5. Al comienzo de la era cristiana, se realizaron cosas extraordinarias bajo el influjo de los carismas, tanto de los extraordinarios, como de los que se podrían llamar simples, sencillos carismas de todos los días. Así ha sucedido siempre en la Iglesia, y así acontece también en nuestra época, generalmente de forma oculta, pero a veces, cuando Dios lo quiere por el bien de su Iglesia, también de modo notable. Y, al igual que en el pasado, también en nuestros días ha habido numerosos laicos que han contribuido en gran medida al desarrollo espiritual y pastoral de la Iglesia. Podemos decir que también hoy abundan los laicos que, gracias a los carismas, actúan como buenos y veraces testigos de la fe y de la caridad.
Es de desear que todos caigan en la cuenta de este valor trascendente de vida eterna que encierra su trabajo, si lo llevan a cabo con fidelidad a su vocación, siendo dóciles al Espíritu Santo que vive y actúa en sus corazones. Este pensamiento no puede por menos de servir de estímulo, apoyo y consuelo, de manera especial para quienes, por fidelidad a una vocación santa, se comprometen al servicio del bien común, para establecer la justicia, mejorar las condiciones de vida de los pobres y los indigentes, asistir a los minusválidos, acoger a los prófugos y lograr que reine la paz en el mundo entero.
6. En la vida comunitaria y en la práctica pastoral de la Iglesia resulta necesario el reconocimiento de los carismas, pero también su discernimiento, como recordaron los padres en el Sínodo de 1987 (cfr Christifideles laici, 24). Desde luego, el Espíritu Santo sopla donde quiere, y no se ha de pretender imponerle reglamentos y condicionamientos. Pero la comunidad cristiana tiene derecho a que sus pastores le señalen la autenticidad de los carismas y el crédito que merecen los que afirman poseerlos. El Concilio recordó la necesidad de la prudencia en este campo, de manera especial cuando se trate de carismas extraordinarios (cfr Lumen gentium, 12).
La exhortación apostólica Christifideles laici también ha subrayado que "ningún carisma dispensa de la relación y sumisión a los pastores de la Iglesia" (n. 24). Son normas de prudencia fácilmente comprensibles, y valen para todos, tanto clérigos como laicos.

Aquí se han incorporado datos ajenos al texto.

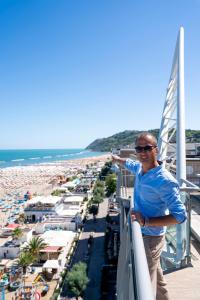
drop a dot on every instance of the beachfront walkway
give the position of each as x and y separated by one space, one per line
95 258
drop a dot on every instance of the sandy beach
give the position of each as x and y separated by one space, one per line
39 178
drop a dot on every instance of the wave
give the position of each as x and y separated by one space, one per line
21 159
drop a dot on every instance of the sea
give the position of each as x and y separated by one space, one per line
12 158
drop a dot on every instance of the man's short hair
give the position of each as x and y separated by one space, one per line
143 135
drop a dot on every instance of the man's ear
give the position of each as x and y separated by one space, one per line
157 150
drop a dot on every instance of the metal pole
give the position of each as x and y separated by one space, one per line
180 133
180 137
143 282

7. Dicho esto, nos complace repetir, con el Concilio y con la Exhortación citada, que "los carismas han de ser acogidos con gratitud, tanto por parte de quien los recibe, como por parte de todos en la Iglesia" (Christifideles laici, 24). De esos carismas brota "el derecho y el deber de ejercitarlos para bien de la humanidad y edificación de la Iglesia" (Apostolicam actuositatem, 3). Es un derecho que se funda en el don del Espíritu y en la confirmación de la Iglesia. Es un deber motivado por el hecho mismo del don recibido, que crea una responsabilidad y exige un compromiso.

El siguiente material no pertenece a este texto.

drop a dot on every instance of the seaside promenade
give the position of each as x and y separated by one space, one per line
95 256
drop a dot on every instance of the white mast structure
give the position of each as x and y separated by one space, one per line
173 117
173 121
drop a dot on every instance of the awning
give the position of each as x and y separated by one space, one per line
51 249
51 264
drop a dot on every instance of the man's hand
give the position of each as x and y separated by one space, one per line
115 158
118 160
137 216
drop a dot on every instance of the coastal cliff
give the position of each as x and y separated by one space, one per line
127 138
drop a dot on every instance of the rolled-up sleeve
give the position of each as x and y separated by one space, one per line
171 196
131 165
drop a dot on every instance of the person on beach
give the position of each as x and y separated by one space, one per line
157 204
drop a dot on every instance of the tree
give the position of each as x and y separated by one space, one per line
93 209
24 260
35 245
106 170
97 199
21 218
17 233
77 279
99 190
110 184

La historia de la Iglesia atestigua que, cuando los carismas son reales, antes o después son reconocidos y pueden ejercitar su función constructiva y unitiva. Función, recordémoslo una vez más, que la mayor parte de los miembros de la Iglesia, tanto clérigos como laicos, en virtud de carismas silenciosos, desempeña eficazmente cada día por el bien de todos nosotros.